Rooftop terraces are great additions to any project. Especially for buildings in big cities, having a rooftop space can increase the value of the property significantly. According to a recent report, a rooftop terrace in London can add 10%, maybe up to 30%, to the value of the property. This is one reason why rooftops in London have doubled year-on-year since 2013.
However, designing the roof terrace isn’t as easy as you may think. In this blog post, we take a closer look at 4 things you need to think about when specifying the roof terraces on your future projects:
1. For Refurbishment Projects, Check the Roof Type
If you’re working on a refurb project, the first thing you should do is check the structure’s existing roof type
On a flat roof, it is relatively easy to create a roof terrace. Steel and concrete-framed buildings usually have the structural strength for such spaces. For timber-framed structures, there is a high chance that they will require upgrading to create the structural load bearing capacity for a roof terrace.
For refurb projects, it is best to have a structural engineer survey the property to get a clearer understanding of what is possible and what upgrades the structure may require. This will ensure that the changes to the roof do not hinder the building’s structure, waterproofing, fireproofing or insulation.
2. Obtain Planning Permissions
Next, you will likely need to obtain planning permission for the project. This will depend on how much work is required and the current traits of the property. One of the biggest reasons for permission for a roof terrace to be denied is loss of privacy. If the space looks out over a neighbouring property, you need to take suitable measures to ensure that the neighbour’s privacy is maintained. You can use privacy screens and frosted glass balustrades to do this.
Additionally, based on the location, there could be restrictions on installing objects that increase the overall height of a building, so make sure you investigate this beforehand and come up with a solution.
3. Ensure Compliance with Building Regulations and Standards
Your roof terrace needs to meet the current building regulations and standards to ensure the residents’ safety. This needs to be checked while planning the space. In England, specifications are mentioned in Approved Document A, Approved Document B, Approved Document H and Approved Document K. In Scotland, you need to check the Building Standards technical handbooks, in Northern Ireland, the Building Regulations in Northern Ireland and in Wales, the Approved Documents for Wales.
4. Design Your Space
Once you have consulted with the structural engineer, obtained the necessary permissions and looked up the local building safety regulations and standards, it is time to design the space in line with what you have learned.
One of the most important aspects of designing a roof terrace is choosing the decking. It will have a big impact on the look of the space, so you need to decide accordingly. Based on the latest building safety regulations, roofs and balconies are considered to be part of the external wall systems of buildings; thus, they can only be created using non-combustible materials. Roof terraces have some exceptions to this however, and our team of consultants will be happy to advise on this.
Here are five things to consider before selecting the right decking:
The latest Building Safety regulations state that the external wall systems of buildings need to be created using non-combustible materials.
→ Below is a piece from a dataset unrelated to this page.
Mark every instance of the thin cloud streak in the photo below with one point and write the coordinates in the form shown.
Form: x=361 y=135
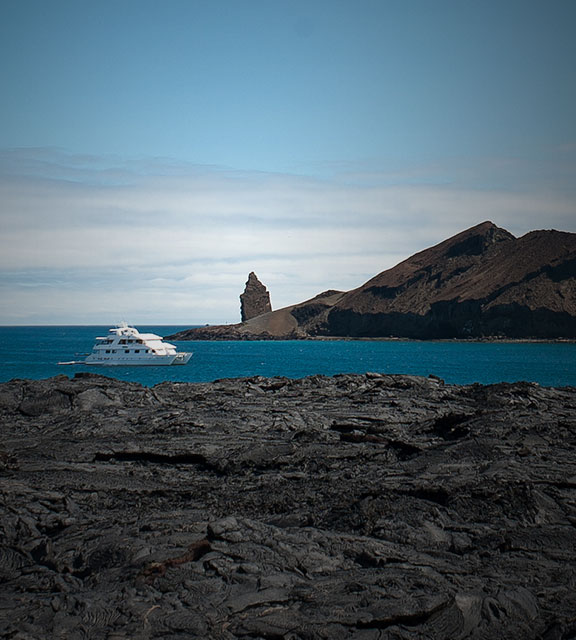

This includes balconies and terraces, so you must take this into consideration when you choose your decking.
Since the new regulations were enforced, a number of options for non-combustible decking have become available on the market. However, aluminium decking and mineral composite decking are the two most popular choices.
When selecting your decking, you need to ensure that the product has a fire rating of Class A1 or A2, s1 d0, according to the requirements mentioned in BS EN 13501-1.
Safety and Durability
Next, you want to take into consideration other safety aspects like the slip resistance and impact testing of the decking and check the durability and the warranty to ensure a better experience for the residents.
Make sure you go for a product that has been tested for slip resistance and performed well. Generally, a score of less than 25 is considered a high slip risk, while anything greater than 36 has a low slip risk.
You also need to check whether the product has been through impact testing and what durability and warranty periods are being offered by the manufacturer.
With the race towards net zero gaining momentum in the UK, you should also factor in the sustainability and the carbon footprint of the product. You want to choose a decking partner that has taken various steps to reduce their carbon footprint. In some cases, they may also be able to provide data with regards to the actual carbon footprint of the product.
Especially when it comes to aluminium decking, you want to go for a product that is made with 100% recyclable materials. The entire range of aluminium decking at MyDek is made from 100% recyclable aluminium.
Design and Finishes
Now that you’ve covered the technical aspects, it’s time to look at the design aspects of the decking. There are various finishes available, especially if you go for aluminium decking – some decking boards have a woodgrain finish that has the natural look of timber, while others have smooth finishes that are similar in look to porcelain decking.
You should also check what colours are available to ensure that you find the right shade to match the colour scheme of the project. You can ask the brand to send samples of the products so you can see them and make an informed decision.
Installation Process and Onsite Support
Last but not least, you want to check whether the decking system you’ve selected is easy to install. Decking systems that have complicated installation systems can be time-consuming – and there’s an increased chance of error – therefore specify one that’s simple to put in.
You should also check with the company about what support they can offer on site – or even if they offer training beforehand – to ensure that everything runs smoothly on installation day.